The central pressure of Irene continues to hover near 950 mb, but as the storm lifts north away from the islands, I expect pressures to fall further and the CDO to re-flare one last time. Starting tomorrow around midday, the storm will begin feeling the effects of the westerlies with WSW shear increasing over the storm from 5-10 m/s to 20 m/s as it nears Cape Hatteras Saturday. The shear will initially cause the storm to become more asymmetrical, and eventually cause it to weaken, but only slowly, as it is a very large circulation and will take time to spin down.
The trend westward with track continues in today’s modelling, suggesting that the heaviest rains may get back into the I-95 corridor south of Philly a little further than I was thinking last night.
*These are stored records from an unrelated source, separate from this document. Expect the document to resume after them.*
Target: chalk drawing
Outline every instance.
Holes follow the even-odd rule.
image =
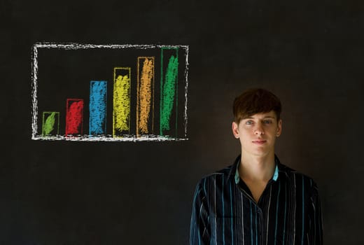
[[[160,134],[169,134],[167,131],[171,130],[171,117],[172,109],[176,110],[175,127],[177,130],[177,74],[178,66],[178,48],[173,48],[174,54],[164,55],[165,51],[169,48],[162,48],[161,50],[161,92],[160,96]],[[164,57],[168,60],[168,65],[165,73],[163,70]]]
[[[83,99],[67,99],[66,106],[66,136],[82,135]]]
[[[75,73],[83,72],[79,71],[84,70],[85,66],[70,71],[66,76],[69,88],[69,88],[64,89],[62,87],[62,90],[57,91],[54,90],[52,84],[47,83],[54,74],[52,71],[57,72],[57,70],[52,70],[52,67],[62,67],[62,71],[67,72],[65,69],[67,66],[62,66],[62,64],[57,63],[56,66],[48,66],[46,70],[42,69],[44,66],[42,64],[47,60],[41,59],[42,62],[39,63],[39,59],[49,59],[50,55],[55,54],[47,53],[48,50],[71,50],[68,53],[72,57],[84,55],[80,55],[81,53],[79,52],[72,55],[72,50],[78,52],[78,50],[85,50],[88,52],[88,55],[91,55],[88,57],[97,57],[99,54],[90,53],[92,50],[102,51],[107,54],[113,52],[113,55],[108,57],[112,59],[118,57],[118,59],[113,59],[109,64],[107,64],[107,59],[103,60],[102,69],[109,67],[110,71],[108,74],[105,74],[104,77],[99,78],[99,73],[97,76],[94,76],[92,74],[95,73],[85,71],[88,75],[90,74],[88,80],[79,80],[78,78],[70,80],[72,79],[72,76],[76,75]],[[188,139],[188,46],[45,42],[35,43],[32,51],[33,140],[164,141]],[[134,56],[133,52],[135,54]],[[45,53],[48,54],[48,56],[45,55]],[[50,53],[52,55],[49,55]],[[107,57],[109,55],[106,55]],[[51,59],[48,60],[57,60]],[[40,69],[41,76],[39,76]],[[48,71],[49,69],[51,70]],[[76,77],[84,79],[85,76]],[[97,77],[98,78],[95,79]],[[78,83],[77,85],[74,86],[74,83],[71,85],[69,81],[71,80]],[[75,88],[77,90],[80,88],[83,90],[70,90]],[[181,88],[184,90],[181,90]],[[108,90],[110,90],[112,91],[108,93]],[[82,98],[85,91],[88,91],[86,94],[88,94],[85,97],[87,100],[66,99],[65,110],[64,107],[57,107],[61,100],[52,101],[51,96],[44,97],[44,94],[58,95],[58,93],[64,92],[64,94],[61,94],[64,98],[72,98],[74,94],[78,94],[76,95],[76,97],[81,94],[80,97]],[[38,93],[42,97],[38,97]],[[59,98],[59,96],[54,97]],[[42,100],[38,101],[38,98],[42,98]],[[44,98],[46,98],[46,101]],[[88,103],[88,105],[85,104]],[[39,105],[41,106],[39,107]],[[55,111],[44,111],[44,108],[50,106]],[[88,111],[84,111],[84,106],[88,106]],[[38,118],[38,108],[43,111],[41,118]],[[108,120],[107,111],[112,111],[109,118],[111,119],[112,117],[112,120]],[[84,118],[84,116],[86,118]],[[89,117],[87,118],[88,116]],[[40,132],[38,120],[42,123]],[[86,127],[86,130],[88,130],[87,134],[83,134],[84,121],[88,126],[88,128]],[[108,126],[108,122],[110,127]]]
[[[59,112],[43,111],[43,136],[59,134]]]
[[[106,134],[107,82],[90,83],[90,135]]]
[[[138,57],[136,87],[136,136],[138,136],[148,133],[153,134],[154,131],[154,57]]]
[[[130,67],[114,68],[113,136],[130,134]]]

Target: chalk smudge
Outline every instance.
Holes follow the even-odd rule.
[[[90,90],[89,134],[106,134],[107,83],[91,81]]]
[[[68,99],[66,114],[66,135],[82,134],[83,99]]]
[[[178,59],[172,55],[168,62],[162,92],[162,104],[160,114],[161,133],[169,130],[169,122],[174,103]]]
[[[138,127],[136,134],[148,134],[150,132],[148,129],[148,122],[150,120],[150,107],[152,102],[152,82],[153,78],[154,58],[146,57],[144,58],[144,62],[143,62],[141,76],[140,78],[139,87],[138,88]],[[150,130],[153,131],[153,128]]]
[[[129,133],[130,118],[130,77],[119,75],[113,88],[113,135]],[[116,132],[117,131],[117,132]]]

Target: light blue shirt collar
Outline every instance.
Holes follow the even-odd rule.
[[[240,166],[240,161],[239,161],[239,163],[237,166],[237,171],[235,172],[235,183],[239,183],[239,181],[240,181],[240,176],[239,175],[239,166]],[[278,164],[276,163],[276,169],[274,170],[274,174],[273,174],[273,178],[272,178],[272,180],[274,181],[276,181],[278,179],[278,172],[279,172],[279,169],[278,169]]]

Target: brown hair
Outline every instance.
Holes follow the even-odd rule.
[[[232,112],[234,120],[239,123],[241,119],[260,113],[274,111],[277,122],[281,118],[282,106],[281,101],[271,92],[262,88],[245,90],[234,100]]]

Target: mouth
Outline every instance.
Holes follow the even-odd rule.
[[[264,139],[257,139],[255,141],[252,141],[253,144],[257,144],[257,145],[262,145],[267,142],[266,140]]]

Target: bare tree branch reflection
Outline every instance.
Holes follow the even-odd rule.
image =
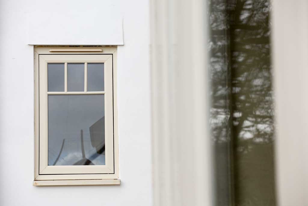
[[[209,2],[217,205],[276,204],[270,3]]]

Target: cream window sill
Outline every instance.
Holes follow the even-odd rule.
[[[120,179],[84,179],[80,180],[34,180],[34,186],[52,185],[119,185]]]

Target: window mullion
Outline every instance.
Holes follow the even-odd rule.
[[[86,92],[87,90],[87,69],[88,63],[86,62],[84,63],[84,91],[85,92]]]
[[[64,63],[64,91],[67,92],[67,63]]]

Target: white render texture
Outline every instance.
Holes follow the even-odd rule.
[[[0,1],[0,205],[152,204],[149,11],[148,1],[141,0]],[[28,44],[121,44],[122,36],[117,62],[120,185],[33,186]]]

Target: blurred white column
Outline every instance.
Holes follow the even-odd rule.
[[[206,1],[151,0],[154,205],[212,205]]]
[[[308,204],[308,2],[273,1],[278,205]]]

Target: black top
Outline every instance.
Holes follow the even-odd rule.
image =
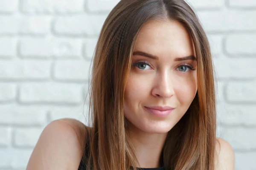
[[[89,134],[88,130],[87,129],[86,129],[87,130],[87,133]],[[87,138],[87,141],[86,141],[86,144],[85,145],[85,148],[84,149],[84,154],[86,156],[89,156],[89,154],[90,153],[90,141],[89,140],[89,138]],[[82,159],[81,161],[80,162],[80,164],[79,165],[79,167],[78,167],[78,170],[87,170],[86,169],[86,164],[87,160],[84,161],[84,160]],[[139,168],[137,167],[137,170],[165,170],[164,167],[156,167],[156,168]]]

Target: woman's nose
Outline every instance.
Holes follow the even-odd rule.
[[[169,72],[168,73],[168,71]],[[152,94],[157,97],[168,98],[175,94],[173,84],[169,71],[157,75],[156,81],[153,83]]]

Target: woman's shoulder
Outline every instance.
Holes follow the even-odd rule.
[[[77,170],[88,128],[75,119],[52,122],[43,130],[26,170]]]
[[[231,145],[226,141],[217,138],[215,145],[215,170],[235,170],[235,153]]]

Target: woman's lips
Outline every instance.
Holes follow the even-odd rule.
[[[168,116],[174,109],[166,110],[160,110],[157,109],[154,109],[152,108],[147,108],[145,106],[144,106],[146,108],[146,110],[148,111],[152,115],[158,116],[158,117],[164,117]]]

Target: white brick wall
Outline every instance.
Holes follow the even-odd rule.
[[[212,47],[218,136],[233,147],[236,170],[256,170],[256,1],[188,0]],[[90,60],[119,1],[0,0],[0,170],[25,170],[51,121],[86,123]]]

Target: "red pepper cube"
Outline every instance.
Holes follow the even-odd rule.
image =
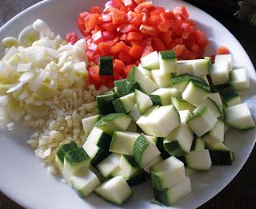
[[[144,49],[142,46],[140,46],[138,45],[134,45],[131,47],[130,52],[129,52],[129,54],[136,59],[139,59],[142,57],[142,53],[143,50],[144,50]]]

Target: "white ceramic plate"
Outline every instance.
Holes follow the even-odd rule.
[[[8,22],[0,30],[0,40],[7,36],[17,37],[19,31],[36,19],[45,21],[55,33],[65,37],[67,32],[79,31],[76,18],[79,12],[99,6],[103,0],[50,0],[43,1]],[[255,93],[256,74],[254,66],[244,49],[236,38],[218,22],[199,9],[182,1],[154,1],[154,6],[173,10],[185,5],[190,18],[197,27],[206,32],[210,44],[206,54],[214,54],[219,45],[226,45],[234,57],[234,68],[245,67],[250,77],[250,89],[239,93],[246,101],[252,114],[256,116]],[[0,47],[0,57],[3,48]],[[26,144],[31,130],[18,128],[14,134],[0,135],[0,190],[26,208],[162,208],[150,203],[153,199],[149,183],[133,187],[134,195],[122,207],[108,203],[94,194],[85,199],[80,199],[67,185],[62,183],[46,172],[33,150]],[[240,171],[249,157],[254,143],[255,129],[246,132],[230,130],[226,144],[234,152],[232,166],[213,166],[208,172],[198,172],[191,176],[193,191],[174,204],[172,208],[196,208],[222,191]]]

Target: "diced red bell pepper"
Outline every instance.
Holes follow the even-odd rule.
[[[104,41],[112,41],[115,37],[114,32],[113,31],[103,31],[102,35],[104,37]]]
[[[175,21],[174,20],[166,20],[162,22],[159,26],[158,29],[162,32],[166,32],[170,30],[170,28],[172,28],[175,26]]]
[[[172,49],[172,50],[174,50],[176,56],[179,57],[182,53],[182,52],[185,49],[186,49],[185,45],[178,45],[174,46]]]
[[[98,44],[99,42],[104,41],[104,37],[101,30],[98,30],[96,34],[94,34],[91,38],[93,39],[94,44]]]
[[[144,48],[144,50],[142,54],[142,57],[148,55],[150,53],[153,53],[154,50],[151,45],[147,45]]]
[[[174,13],[175,14],[178,14],[182,20],[186,21],[190,18],[190,14],[187,12],[185,6],[181,6],[174,8]]]
[[[206,45],[208,44],[209,41],[205,33],[198,30],[193,33],[193,35],[198,45]]]
[[[142,53],[143,50],[144,50],[144,48],[142,48],[142,46],[138,45],[134,45],[131,47],[129,52],[129,54],[136,59],[139,59],[142,57]]]
[[[139,32],[129,32],[127,34],[127,40],[128,41],[142,41],[143,38],[143,34]]]
[[[98,43],[98,51],[102,56],[110,53],[110,48],[115,44],[114,41],[106,41]]]
[[[157,27],[150,26],[146,24],[142,24],[139,27],[139,30],[145,34],[149,34],[150,36],[158,36],[159,30]]]
[[[118,57],[120,60],[122,60],[125,64],[130,64],[133,60],[133,57],[123,51],[119,52]]]
[[[175,20],[175,14],[171,10],[162,12],[160,14],[160,18],[162,21]]]
[[[152,44],[154,48],[158,51],[164,51],[166,49],[164,42],[159,37],[153,37]]]
[[[172,41],[172,38],[170,37],[172,31],[170,30],[162,32],[159,34],[159,37],[165,42],[166,45],[169,45]]]
[[[95,6],[90,9],[90,12],[91,13],[99,13],[99,7],[98,6]]]

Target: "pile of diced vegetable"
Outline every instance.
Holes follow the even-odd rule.
[[[111,59],[100,57],[99,70],[111,73]],[[170,206],[191,191],[195,171],[232,164],[224,144],[230,127],[255,127],[236,92],[250,87],[248,74],[233,69],[230,54],[216,55],[211,64],[209,57],[177,61],[173,50],[154,51],[114,85],[97,97],[100,114],[82,120],[82,148],[68,144],[56,154],[60,173],[82,198],[94,191],[122,204],[130,187],[150,179],[152,203]]]
[[[140,57],[154,50],[174,50],[178,59],[203,57],[208,39],[194,29],[184,6],[174,11],[154,6],[146,0],[111,0],[100,12],[96,6],[78,18],[78,25],[86,40],[86,55],[91,66],[90,81],[96,88],[126,78],[130,69],[140,63]],[[66,41],[74,43],[76,34],[67,34]],[[114,73],[101,77],[100,57],[114,57]]]

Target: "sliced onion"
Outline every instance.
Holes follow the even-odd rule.
[[[10,87],[6,93],[9,93],[14,92],[14,91],[21,89],[23,85],[24,85],[23,82],[20,82],[19,84],[18,84],[18,85],[14,85],[13,87]]]
[[[32,63],[19,63],[18,65],[18,72],[26,72],[31,69]]]
[[[40,69],[40,74],[38,77],[38,80],[34,82],[31,88],[31,91],[36,92],[40,86],[41,83],[43,81],[46,77],[46,71],[44,71],[42,69]]]
[[[50,38],[52,38],[54,37],[50,27],[42,20],[36,20],[33,23],[33,27],[39,34],[40,37],[46,36]]]

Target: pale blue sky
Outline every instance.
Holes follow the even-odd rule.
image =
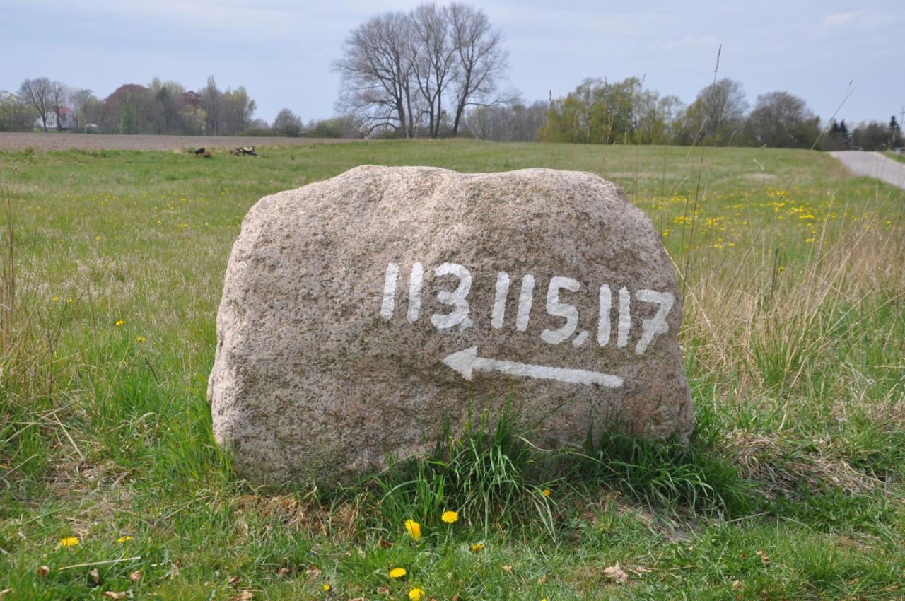
[[[272,120],[282,107],[329,117],[330,63],[348,31],[418,2],[355,0],[0,0],[0,90],[46,76],[103,98],[154,76],[186,88],[208,75],[244,85]],[[905,1],[510,2],[479,5],[506,36],[509,85],[528,100],[564,95],[586,77],[646,75],[648,87],[691,100],[713,76],[757,94],[786,90],[827,119],[898,117],[905,105]]]

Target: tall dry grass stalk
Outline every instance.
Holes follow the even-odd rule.
[[[794,387],[840,344],[854,346],[870,328],[858,325],[905,298],[905,239],[878,220],[859,222],[819,242],[798,272],[784,271],[763,245],[733,269],[685,272],[683,339],[697,340],[699,373],[739,376],[742,384]],[[755,244],[758,243],[754,243]],[[702,262],[707,262],[706,261]]]

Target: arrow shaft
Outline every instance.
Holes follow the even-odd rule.
[[[623,385],[623,378],[619,376],[602,374],[598,371],[571,369],[568,367],[550,367],[542,365],[500,361],[499,359],[483,358],[478,358],[474,360],[473,368],[481,371],[499,371],[510,376],[521,376],[523,377],[533,377],[541,380],[557,380],[559,382],[570,382],[572,384],[598,384],[607,388],[616,388]]]

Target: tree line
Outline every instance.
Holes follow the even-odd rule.
[[[844,120],[824,127],[803,99],[787,91],[760,94],[750,107],[741,83],[730,79],[706,86],[687,106],[675,96],[645,90],[637,78],[586,80],[550,103],[536,139],[827,150],[882,150],[903,143],[895,116],[888,123],[861,123],[851,132]]]
[[[351,31],[343,52],[334,63],[342,76],[337,108],[369,136],[870,150],[902,144],[894,117],[851,133],[834,121],[824,132],[801,98],[771,91],[751,108],[730,79],[706,86],[687,106],[635,77],[587,79],[565,97],[526,103],[501,87],[501,33],[481,10],[454,2],[372,17]]]
[[[868,150],[903,145],[895,117],[851,127],[822,124],[806,102],[776,91],[748,103],[738,81],[715,81],[685,105],[643,79],[586,79],[565,96],[526,102],[504,87],[501,32],[479,8],[424,4],[377,14],[351,30],[342,57],[338,116],[303,123],[282,109],[255,119],[243,86],[214,77],[195,91],[178,81],[119,86],[100,100],[45,77],[0,91],[0,130],[52,126],[99,133],[280,135],[325,138],[473,137],[582,144],[767,146]]]

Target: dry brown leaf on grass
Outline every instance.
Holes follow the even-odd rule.
[[[618,561],[615,566],[605,568],[604,574],[606,575],[606,577],[613,578],[619,584],[623,584],[628,580],[628,574],[623,571],[622,566],[619,565]]]

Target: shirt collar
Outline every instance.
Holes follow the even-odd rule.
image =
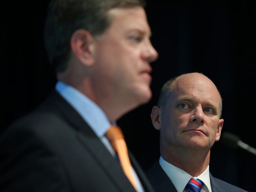
[[[74,87],[61,81],[57,82],[55,89],[81,115],[98,137],[104,135],[111,124],[98,106]]]
[[[161,156],[160,157],[159,163],[178,192],[183,192],[189,181],[193,177],[182,169],[167,162]],[[206,187],[209,191],[211,191],[209,165],[206,169],[200,175],[194,178],[201,180],[204,182],[203,187]]]

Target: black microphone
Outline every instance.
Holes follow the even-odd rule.
[[[223,133],[221,134],[221,141],[228,147],[233,149],[239,148],[256,155],[256,149],[243,142],[240,138],[232,133],[227,132]]]

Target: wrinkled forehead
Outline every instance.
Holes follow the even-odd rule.
[[[176,99],[196,98],[218,105],[221,100],[214,84],[202,75],[185,75],[178,78],[174,82],[171,95]]]

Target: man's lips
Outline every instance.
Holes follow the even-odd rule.
[[[151,81],[152,78],[150,75],[150,73],[151,72],[152,69],[151,68],[148,68],[147,69],[145,69],[141,71],[140,74],[143,76],[144,78],[147,79],[147,81],[150,82]]]
[[[198,132],[200,132],[201,133],[205,135],[205,133],[204,133],[204,131],[202,129],[188,129],[186,131],[184,131],[184,132],[188,132],[188,131],[198,131]]]

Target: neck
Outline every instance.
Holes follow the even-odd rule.
[[[207,168],[210,162],[210,150],[191,149],[165,148],[160,146],[163,158],[193,177],[197,177]]]

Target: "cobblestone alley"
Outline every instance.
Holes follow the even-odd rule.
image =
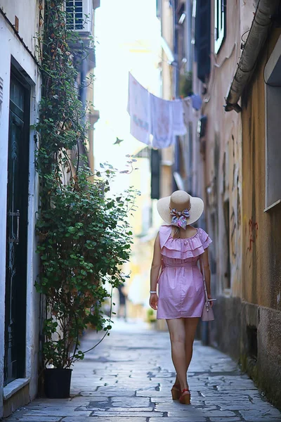
[[[89,347],[97,335],[83,342]],[[188,373],[191,404],[173,402],[166,332],[116,321],[109,337],[75,364],[72,397],[37,399],[6,422],[277,422],[281,414],[227,355],[195,341]]]

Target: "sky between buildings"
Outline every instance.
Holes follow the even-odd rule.
[[[129,133],[126,112],[128,72],[150,92],[159,96],[160,23],[155,0],[101,0],[96,11],[95,108],[100,120],[95,125],[95,167],[108,161],[126,170],[126,154],[145,146]],[[118,137],[120,145],[113,145]],[[137,166],[136,166],[137,167]],[[118,177],[119,189],[129,183]]]

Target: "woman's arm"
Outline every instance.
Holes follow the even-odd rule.
[[[161,268],[161,249],[159,241],[159,234],[154,243],[153,259],[150,269],[150,291],[156,291],[159,271]],[[157,309],[158,296],[157,293],[150,293],[150,305],[156,310]]]
[[[206,287],[207,287],[207,293],[208,295],[208,298],[211,299],[211,271],[210,266],[209,264],[209,256],[208,256],[208,248],[207,248],[204,253],[202,254],[202,264],[204,269],[204,274],[205,276],[205,281],[206,281]],[[213,302],[211,302],[211,305],[213,305]]]

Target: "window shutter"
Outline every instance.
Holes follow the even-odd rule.
[[[211,1],[197,0],[195,49],[197,77],[205,82],[210,73]]]

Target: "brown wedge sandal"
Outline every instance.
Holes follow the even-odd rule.
[[[181,394],[181,385],[179,384],[174,384],[171,392],[173,400],[178,400]]]
[[[180,403],[182,404],[190,404],[190,391],[188,388],[183,388],[181,390],[181,395],[180,397]]]

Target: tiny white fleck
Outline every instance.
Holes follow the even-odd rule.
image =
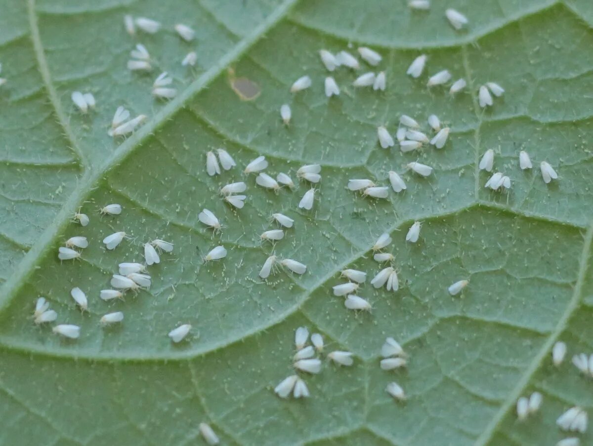
[[[183,324],[169,332],[168,336],[173,342],[180,342],[187,336],[189,330],[191,329],[191,325],[189,324]]]
[[[424,71],[424,67],[426,65],[426,55],[424,54],[421,55],[412,61],[406,74],[410,75],[415,78],[419,78],[422,74],[422,72]]]
[[[445,15],[456,30],[460,30],[467,24],[467,18],[457,9],[450,8],[445,11]]]
[[[295,93],[298,91],[302,91],[311,87],[311,78],[308,76],[302,76],[296,81],[291,87],[291,93]]]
A large area of greater than 3 inches of rain will overspread the coastal plain from southern North Carolina to interior upstate New York and all points east…however the heaviest rain, which will be in excess of 10 inches, will be confined to a band from eastern NC through the Old Dominion of Virginia, Lower Southern Maryland, the DelMarVa Peninsula, the Phi9lly metro area, most of the state of New Jersey, lower Upstate New York and far Western New England.
The strongest winds with the storm will be felt on the3 outer banks of North Carolina and in the southern Tidewater of VA, however, hurricane force winds also seem likely in extreme coastal new Jersey and most of Long Island, at least in gusts. The further inland track than earlier forecasts had suggested implies lesser impacts for eastern New England, where there had been concerns for hurricane conditions prior to last night.
However, a large area of 20-30 foot waves and 5-10 foto storm surges will impact the outer banks of North Carolina, the Tidewater of Virginia, the Southern coast of the DelmarVa Peninsula, all of coastal New Jersey and all of the southern Coasts of Long Island, as well as Nantucket, Block Island, Martha’s Vinyard (take THAT, Obama!!) and Cape Cod. Although the storm is expected to weaken to a category one hurricane by the time it makes final landfall in Long Island of coastal New Jersey, it will have carried a wall of water that gained momentum from earlier, stronger parts of it’s history, and because it’s such a large storm, a large area will be affected.
Many in Long Island were around to witness Hurricane Gloria, which impacted very near the current forecast landfall site and did tremendous damage even to western Long Island. I expect impacts form this storm to be similar…perhaps a tad worse in spots due to the shear size of the circulation of Irene. As level-headed as I tend to be during weather disasters (and as much as I make fun of people running to the store to buy toilet paper and bullets every time there’s a storm), even I’m going tonight to acquire emergency provisions in case I am without power for an extended period of time. I recommend anyone in the affected coastal locales do the same.